Personally, though they did not say this, I think the brilliance of Rota is not that you learn to be mindful in work, or accept your work, or do the whole Zen courtyard sweeping gig. To me, the brilliance of Rota was how it changed the way you used everything when you were not working. For me it started with the bathrooms. When I used one, I knew that twice a day, somebody just like me was going to have to clean it up. If I missed the trash can, I picked up my towel. I used my towel to wipe the water from the faucet handle. I compressed the trash if it was getting full. Then this awareness moved on to other places. I knew my fellow participants would be cleaning floors, prepping food, tea, and it made me take more responsibility for my own wake.
Sitting. I hardly know what to say about this part. You know, I think I won’t say anything here quite yet.

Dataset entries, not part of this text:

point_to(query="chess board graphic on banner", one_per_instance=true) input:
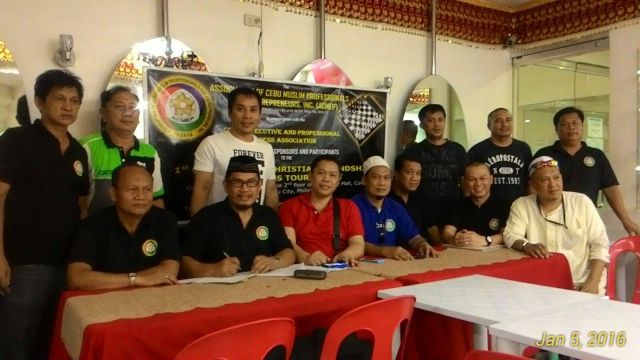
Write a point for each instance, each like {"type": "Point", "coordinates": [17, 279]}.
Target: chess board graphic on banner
{"type": "Point", "coordinates": [300, 121]}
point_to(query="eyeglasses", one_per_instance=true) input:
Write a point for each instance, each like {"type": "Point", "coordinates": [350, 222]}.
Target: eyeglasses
{"type": "Point", "coordinates": [237, 183]}
{"type": "Point", "coordinates": [382, 233]}
{"type": "Point", "coordinates": [541, 164]}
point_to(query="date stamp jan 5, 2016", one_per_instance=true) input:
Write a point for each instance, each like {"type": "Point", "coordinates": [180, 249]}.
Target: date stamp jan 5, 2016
{"type": "Point", "coordinates": [593, 339]}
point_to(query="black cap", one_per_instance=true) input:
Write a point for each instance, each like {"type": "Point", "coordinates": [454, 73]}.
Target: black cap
{"type": "Point", "coordinates": [243, 163]}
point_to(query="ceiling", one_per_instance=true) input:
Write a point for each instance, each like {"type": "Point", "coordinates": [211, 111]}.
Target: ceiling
{"type": "Point", "coordinates": [508, 5]}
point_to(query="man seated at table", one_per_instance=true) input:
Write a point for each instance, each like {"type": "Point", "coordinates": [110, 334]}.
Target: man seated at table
{"type": "Point", "coordinates": [478, 219]}
{"type": "Point", "coordinates": [131, 243]}
{"type": "Point", "coordinates": [406, 179]}
{"type": "Point", "coordinates": [560, 221]}
{"type": "Point", "coordinates": [236, 234]}
{"type": "Point", "coordinates": [388, 228]}
{"type": "Point", "coordinates": [308, 219]}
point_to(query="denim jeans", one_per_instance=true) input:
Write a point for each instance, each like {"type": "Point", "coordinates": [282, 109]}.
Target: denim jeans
{"type": "Point", "coordinates": [28, 311]}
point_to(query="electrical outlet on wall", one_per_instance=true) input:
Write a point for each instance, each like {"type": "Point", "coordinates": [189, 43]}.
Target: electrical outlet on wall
{"type": "Point", "coordinates": [252, 20]}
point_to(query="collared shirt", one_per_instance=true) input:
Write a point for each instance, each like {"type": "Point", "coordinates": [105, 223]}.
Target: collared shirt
{"type": "Point", "coordinates": [41, 209]}
{"type": "Point", "coordinates": [103, 243]}
{"type": "Point", "coordinates": [587, 172]}
{"type": "Point", "coordinates": [582, 239]}
{"type": "Point", "coordinates": [217, 230]}
{"type": "Point", "coordinates": [314, 229]}
{"type": "Point", "coordinates": [104, 156]}
{"type": "Point", "coordinates": [420, 210]}
{"type": "Point", "coordinates": [486, 219]}
{"type": "Point", "coordinates": [390, 225]}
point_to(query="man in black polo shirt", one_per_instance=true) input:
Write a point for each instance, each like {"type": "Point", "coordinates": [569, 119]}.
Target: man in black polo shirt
{"type": "Point", "coordinates": [236, 234]}
{"type": "Point", "coordinates": [507, 158]}
{"type": "Point", "coordinates": [43, 188]}
{"type": "Point", "coordinates": [585, 169]}
{"type": "Point", "coordinates": [478, 219]}
{"type": "Point", "coordinates": [132, 243]}
{"type": "Point", "coordinates": [406, 179]}
{"type": "Point", "coordinates": [442, 162]}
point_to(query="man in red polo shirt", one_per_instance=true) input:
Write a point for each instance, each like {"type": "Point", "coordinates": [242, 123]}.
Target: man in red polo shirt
{"type": "Point", "coordinates": [308, 219]}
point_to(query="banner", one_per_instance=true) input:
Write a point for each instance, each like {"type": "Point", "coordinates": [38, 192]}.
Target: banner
{"type": "Point", "coordinates": [300, 121]}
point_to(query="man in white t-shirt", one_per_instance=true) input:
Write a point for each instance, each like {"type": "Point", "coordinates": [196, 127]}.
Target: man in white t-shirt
{"type": "Point", "coordinates": [214, 152]}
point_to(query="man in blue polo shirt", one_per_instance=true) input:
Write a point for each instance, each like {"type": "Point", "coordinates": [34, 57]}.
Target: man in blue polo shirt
{"type": "Point", "coordinates": [388, 228]}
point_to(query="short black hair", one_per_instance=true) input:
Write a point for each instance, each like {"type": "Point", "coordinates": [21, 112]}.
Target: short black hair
{"type": "Point", "coordinates": [493, 112]}
{"type": "Point", "coordinates": [567, 111]}
{"type": "Point", "coordinates": [319, 158]}
{"type": "Point", "coordinates": [115, 175]}
{"type": "Point", "coordinates": [53, 79]}
{"type": "Point", "coordinates": [231, 98]}
{"type": "Point", "coordinates": [430, 109]}
{"type": "Point", "coordinates": [475, 164]}
{"type": "Point", "coordinates": [107, 95]}
{"type": "Point", "coordinates": [404, 156]}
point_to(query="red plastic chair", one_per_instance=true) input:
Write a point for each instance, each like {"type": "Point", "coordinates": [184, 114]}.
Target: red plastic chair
{"type": "Point", "coordinates": [491, 355]}
{"type": "Point", "coordinates": [378, 320]}
{"type": "Point", "coordinates": [246, 341]}
{"type": "Point", "coordinates": [627, 244]}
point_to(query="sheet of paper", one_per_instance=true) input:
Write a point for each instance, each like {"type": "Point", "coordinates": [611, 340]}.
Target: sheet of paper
{"type": "Point", "coordinates": [476, 248]}
{"type": "Point", "coordinates": [239, 277]}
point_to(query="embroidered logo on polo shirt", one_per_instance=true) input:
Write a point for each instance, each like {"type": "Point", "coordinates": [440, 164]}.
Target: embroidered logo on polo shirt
{"type": "Point", "coordinates": [180, 106]}
{"type": "Point", "coordinates": [77, 166]}
{"type": "Point", "coordinates": [262, 232]}
{"type": "Point", "coordinates": [494, 224]}
{"type": "Point", "coordinates": [389, 225]}
{"type": "Point", "coordinates": [150, 247]}
{"type": "Point", "coordinates": [589, 161]}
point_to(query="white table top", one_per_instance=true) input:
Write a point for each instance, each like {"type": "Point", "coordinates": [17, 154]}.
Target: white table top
{"type": "Point", "coordinates": [486, 300]}
{"type": "Point", "coordinates": [607, 320]}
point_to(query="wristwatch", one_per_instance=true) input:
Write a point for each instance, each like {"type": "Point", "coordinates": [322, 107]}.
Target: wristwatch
{"type": "Point", "coordinates": [132, 279]}
{"type": "Point", "coordinates": [524, 243]}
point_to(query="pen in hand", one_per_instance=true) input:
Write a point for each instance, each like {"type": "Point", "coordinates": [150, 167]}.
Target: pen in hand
{"type": "Point", "coordinates": [227, 256]}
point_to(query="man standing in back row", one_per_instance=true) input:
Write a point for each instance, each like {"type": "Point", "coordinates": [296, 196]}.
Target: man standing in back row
{"type": "Point", "coordinates": [117, 144]}
{"type": "Point", "coordinates": [585, 169]}
{"type": "Point", "coordinates": [506, 157]}
{"type": "Point", "coordinates": [214, 152]}
{"type": "Point", "coordinates": [43, 187]}
{"type": "Point", "coordinates": [442, 161]}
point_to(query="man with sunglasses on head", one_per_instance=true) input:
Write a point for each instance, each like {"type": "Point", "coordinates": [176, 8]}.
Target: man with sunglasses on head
{"type": "Point", "coordinates": [236, 234]}
{"type": "Point", "coordinates": [560, 221]}
{"type": "Point", "coordinates": [116, 144]}
{"type": "Point", "coordinates": [388, 227]}
{"type": "Point", "coordinates": [586, 169]}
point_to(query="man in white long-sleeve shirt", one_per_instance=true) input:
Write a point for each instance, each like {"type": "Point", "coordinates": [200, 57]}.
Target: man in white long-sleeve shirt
{"type": "Point", "coordinates": [560, 221]}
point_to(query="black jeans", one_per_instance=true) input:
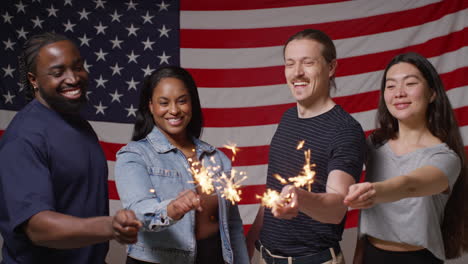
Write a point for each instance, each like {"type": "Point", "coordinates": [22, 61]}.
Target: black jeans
{"type": "Point", "coordinates": [376, 255]}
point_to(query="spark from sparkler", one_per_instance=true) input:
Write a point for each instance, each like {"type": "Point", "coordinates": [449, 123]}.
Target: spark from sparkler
{"type": "Point", "coordinates": [270, 198]}
{"type": "Point", "coordinates": [300, 145]}
{"type": "Point", "coordinates": [280, 179]}
{"type": "Point", "coordinates": [202, 176]}
{"type": "Point", "coordinates": [231, 186]}
{"type": "Point", "coordinates": [233, 148]}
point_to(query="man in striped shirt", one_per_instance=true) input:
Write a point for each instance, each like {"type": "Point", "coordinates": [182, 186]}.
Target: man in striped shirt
{"type": "Point", "coordinates": [306, 226]}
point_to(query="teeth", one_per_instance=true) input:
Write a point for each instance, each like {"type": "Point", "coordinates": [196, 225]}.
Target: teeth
{"type": "Point", "coordinates": [300, 83]}
{"type": "Point", "coordinates": [72, 92]}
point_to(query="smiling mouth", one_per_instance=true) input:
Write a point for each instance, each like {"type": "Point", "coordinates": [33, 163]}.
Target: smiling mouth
{"type": "Point", "coordinates": [174, 121]}
{"type": "Point", "coordinates": [300, 84]}
{"type": "Point", "coordinates": [73, 93]}
{"type": "Point", "coordinates": [401, 106]}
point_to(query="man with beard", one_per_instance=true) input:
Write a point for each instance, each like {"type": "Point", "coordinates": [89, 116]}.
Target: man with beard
{"type": "Point", "coordinates": [305, 226]}
{"type": "Point", "coordinates": [53, 173]}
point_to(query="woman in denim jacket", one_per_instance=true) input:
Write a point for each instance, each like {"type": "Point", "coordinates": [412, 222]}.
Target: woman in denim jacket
{"type": "Point", "coordinates": [180, 224]}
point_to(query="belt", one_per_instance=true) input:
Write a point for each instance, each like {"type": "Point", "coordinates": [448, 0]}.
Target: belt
{"type": "Point", "coordinates": [317, 258]}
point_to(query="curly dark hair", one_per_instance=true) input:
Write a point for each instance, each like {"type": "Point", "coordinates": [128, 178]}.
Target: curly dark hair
{"type": "Point", "coordinates": [442, 124]}
{"type": "Point", "coordinates": [28, 58]}
{"type": "Point", "coordinates": [144, 119]}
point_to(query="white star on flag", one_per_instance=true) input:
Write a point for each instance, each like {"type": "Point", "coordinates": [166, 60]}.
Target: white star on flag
{"type": "Point", "coordinates": [148, 44]}
{"type": "Point", "coordinates": [37, 22]}
{"type": "Point", "coordinates": [132, 30]}
{"type": "Point", "coordinates": [101, 55]}
{"type": "Point", "coordinates": [7, 18]}
{"type": "Point", "coordinates": [68, 26]}
{"type": "Point", "coordinates": [101, 82]}
{"type": "Point", "coordinates": [164, 32]}
{"type": "Point", "coordinates": [115, 96]}
{"type": "Point", "coordinates": [131, 111]}
{"type": "Point", "coordinates": [100, 108]}
{"type": "Point", "coordinates": [84, 14]}
{"type": "Point", "coordinates": [87, 66]}
{"type": "Point", "coordinates": [52, 11]}
{"type": "Point", "coordinates": [9, 44]}
{"type": "Point", "coordinates": [147, 70]}
{"type": "Point", "coordinates": [163, 6]}
{"type": "Point", "coordinates": [132, 57]}
{"type": "Point", "coordinates": [84, 40]}
{"type": "Point", "coordinates": [147, 18]}
{"type": "Point", "coordinates": [20, 7]}
{"type": "Point", "coordinates": [9, 98]}
{"type": "Point", "coordinates": [99, 3]}
{"type": "Point", "coordinates": [100, 28]}
{"type": "Point", "coordinates": [8, 71]}
{"type": "Point", "coordinates": [116, 43]}
{"type": "Point", "coordinates": [132, 84]}
{"type": "Point", "coordinates": [115, 16]}
{"type": "Point", "coordinates": [164, 58]}
{"type": "Point", "coordinates": [116, 69]}
{"type": "Point", "coordinates": [131, 5]}
{"type": "Point", "coordinates": [22, 33]}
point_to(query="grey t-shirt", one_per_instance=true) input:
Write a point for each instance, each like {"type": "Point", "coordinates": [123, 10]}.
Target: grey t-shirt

The Container. In Shambhala we talk about “The Container” which is basically the environment in which you practice. Going on retreat, having people there organizing things, having security, having Dharma teachers, Meditation Instructors and having all the other participants creates an ecosystem in which you can practice. The Shambhala container is an unbelievably kind, gentle and supportive one. Some containers force you to confront yourself through irritation, imposing strange rules/forms on you and eventually you face yourself through resistance to the forms. I think maybe for some people they found oryoki and rota enough of an irritant to face themselves this way. I did not. I found the whole container to be soft and pliable and forgiving. I bumped up against the forms, mostly against Functional Talking and Noble Silence and a few times I felt ashamed that somebody had to tell me to keep my voice down, but this is not the same as standing in front of a Zen Monastery for three days to be granted admission. If the complexity and formalism of oryoki were presented someplace more rigid, I would have had a very hard time with it. It isn’t about staying comfortable, though, don’t get me wrong. We have to confront our fears and embarrassments and realize that they are not mortal dangers. We have to have obstacles to make progress. But I think if the container is one where you feel ashamed and punished all the time, you will simply shut down. It is a balancing act and for me, the Shambhala container is a very good balance.
Ok, I’ll say one thing about sitting, but you’ll think it’s weird. The bond that is created between people just by meditating in the same room is really hard for me to explain. This is a metaphor now, so keep that in mind. It is as if you create an energy field around you and it extends from your body out in a large fuzzy bubble and when you generate a big field by meditating, and others around you are doing the same thing, your energy gets mixed, or synchronized, or somehow bonds. You feel like you know people with whom you’ve exchanged only nods. You feel desperately sad when you have to leave after only a week.
I was extremely sad to leave the dathun after only a week and would have loved to stay the full month. I was extremely happy to leave the dathun and see my family and have Christmas in Denver. I am grateful for the week. I will not hesitate when time, stamina and work allow me to go to a full dathun, but I’m in no great rush either. It’ll be there when the time is right.